Upon entering discussion in class, I came to a sad conclusion: that society is completely and willingly abusing their own privacy whilst simultaneously openly complaining about how their privacy is still at risk. Take for instance the worlds global viewing deck: Facebook. It request upon signing up specific details about your life, your work, your home, your beliefs etc. This is NOT a mandatory request, these are merely OPTIONAL requests. You would not post a list of details and stick them up on city centre notice board, photo included, and expect your privacy to be respected now would you? No, and then again, no one asked you to do this, so why place your life in a position of such vulnerability and then complain to others that somebody took your address and started posting it spam mail, or worse.
On a lighter note, after reading a rather lengthy Harvard Law excerpt, titled 'The Right to Privacy' (Warrenand Brandeis, 1890) I came to wish that people still cherished writing that way, still accepted that law could be so beautifully expressed. Although published over 100 dazzling years ago, one can't help but sense the modernity of the concept, the relativity that it has to society today. The basic concept of rights in land and property, privacy and value is still upheld in this decade. What has changed is the creation of NEW reasons to question privacy, such as those discussed in the Online Diaries article (de Laat, 2008).
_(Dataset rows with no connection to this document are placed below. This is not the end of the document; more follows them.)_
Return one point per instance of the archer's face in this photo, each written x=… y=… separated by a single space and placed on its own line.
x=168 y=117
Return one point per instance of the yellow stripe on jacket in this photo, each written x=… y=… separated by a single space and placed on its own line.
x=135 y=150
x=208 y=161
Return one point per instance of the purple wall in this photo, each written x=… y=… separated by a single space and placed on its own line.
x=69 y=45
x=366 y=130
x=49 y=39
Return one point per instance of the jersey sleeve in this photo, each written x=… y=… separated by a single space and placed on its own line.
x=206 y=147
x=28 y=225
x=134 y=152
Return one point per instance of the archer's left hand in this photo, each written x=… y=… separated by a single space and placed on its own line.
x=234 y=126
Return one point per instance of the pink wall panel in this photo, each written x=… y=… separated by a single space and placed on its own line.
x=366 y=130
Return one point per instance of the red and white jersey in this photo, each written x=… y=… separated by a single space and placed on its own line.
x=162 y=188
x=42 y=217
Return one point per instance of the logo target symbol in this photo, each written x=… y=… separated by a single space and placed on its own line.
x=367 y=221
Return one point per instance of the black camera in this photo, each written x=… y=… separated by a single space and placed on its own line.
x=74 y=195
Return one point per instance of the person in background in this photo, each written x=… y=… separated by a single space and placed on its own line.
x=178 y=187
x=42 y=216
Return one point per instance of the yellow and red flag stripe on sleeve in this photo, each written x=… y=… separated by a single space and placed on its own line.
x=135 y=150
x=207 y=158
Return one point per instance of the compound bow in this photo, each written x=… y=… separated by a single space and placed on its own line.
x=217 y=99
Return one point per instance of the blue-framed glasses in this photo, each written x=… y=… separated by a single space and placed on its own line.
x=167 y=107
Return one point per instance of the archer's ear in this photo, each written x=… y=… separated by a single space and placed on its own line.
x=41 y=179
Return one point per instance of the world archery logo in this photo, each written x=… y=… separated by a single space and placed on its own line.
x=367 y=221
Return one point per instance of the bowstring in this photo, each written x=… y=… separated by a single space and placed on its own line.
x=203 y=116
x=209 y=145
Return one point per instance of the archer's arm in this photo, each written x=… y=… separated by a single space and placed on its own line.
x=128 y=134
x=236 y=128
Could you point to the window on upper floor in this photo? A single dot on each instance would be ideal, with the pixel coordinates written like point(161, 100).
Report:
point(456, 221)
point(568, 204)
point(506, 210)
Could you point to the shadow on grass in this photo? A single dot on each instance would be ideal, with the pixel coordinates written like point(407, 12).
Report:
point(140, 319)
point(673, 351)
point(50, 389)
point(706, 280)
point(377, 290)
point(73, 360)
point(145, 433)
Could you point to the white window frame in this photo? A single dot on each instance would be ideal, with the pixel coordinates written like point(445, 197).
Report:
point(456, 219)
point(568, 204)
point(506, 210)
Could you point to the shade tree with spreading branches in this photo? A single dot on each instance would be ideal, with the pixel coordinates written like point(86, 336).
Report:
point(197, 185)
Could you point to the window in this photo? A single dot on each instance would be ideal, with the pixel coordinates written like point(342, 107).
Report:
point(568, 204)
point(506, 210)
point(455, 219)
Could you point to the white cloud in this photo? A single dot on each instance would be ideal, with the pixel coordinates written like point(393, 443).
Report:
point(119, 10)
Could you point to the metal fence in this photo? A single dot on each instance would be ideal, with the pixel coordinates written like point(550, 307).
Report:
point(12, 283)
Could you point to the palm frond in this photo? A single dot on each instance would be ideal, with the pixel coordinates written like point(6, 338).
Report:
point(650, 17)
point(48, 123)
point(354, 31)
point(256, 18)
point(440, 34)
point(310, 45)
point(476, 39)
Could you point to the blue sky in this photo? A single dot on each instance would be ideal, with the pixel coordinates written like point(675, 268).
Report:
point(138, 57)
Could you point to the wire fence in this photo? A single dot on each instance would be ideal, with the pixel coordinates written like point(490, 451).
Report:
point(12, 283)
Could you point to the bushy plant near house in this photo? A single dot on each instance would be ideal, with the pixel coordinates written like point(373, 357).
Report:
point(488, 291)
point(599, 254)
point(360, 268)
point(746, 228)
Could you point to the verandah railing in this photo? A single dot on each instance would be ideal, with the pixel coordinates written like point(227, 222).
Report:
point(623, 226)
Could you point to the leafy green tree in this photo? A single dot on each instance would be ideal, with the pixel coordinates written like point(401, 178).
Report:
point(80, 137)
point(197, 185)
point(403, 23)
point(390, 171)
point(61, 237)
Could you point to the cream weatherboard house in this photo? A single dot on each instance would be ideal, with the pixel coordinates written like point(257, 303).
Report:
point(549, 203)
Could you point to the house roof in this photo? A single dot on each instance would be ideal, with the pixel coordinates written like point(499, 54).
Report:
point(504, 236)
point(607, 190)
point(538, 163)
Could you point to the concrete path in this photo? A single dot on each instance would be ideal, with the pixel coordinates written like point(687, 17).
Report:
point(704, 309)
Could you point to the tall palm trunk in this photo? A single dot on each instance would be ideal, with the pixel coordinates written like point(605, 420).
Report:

People are open books, nothing is left for the imagination. If information is not of the educational or informative type then my view stands for the negative. I can respect the need for reassurance, the need for intimacy and often empathy, but i cannot respect people once long ago having to fight for their rights to privacy and have - decades on - bloggers and social networkers abuse these unnecessarily for sake of attention.
Whether or not it's because humans are often unimpressed by themselves some of the time should not have to be made up for by becoming something else. They can develop something new, and perhaps keep it to themselves in the beginning.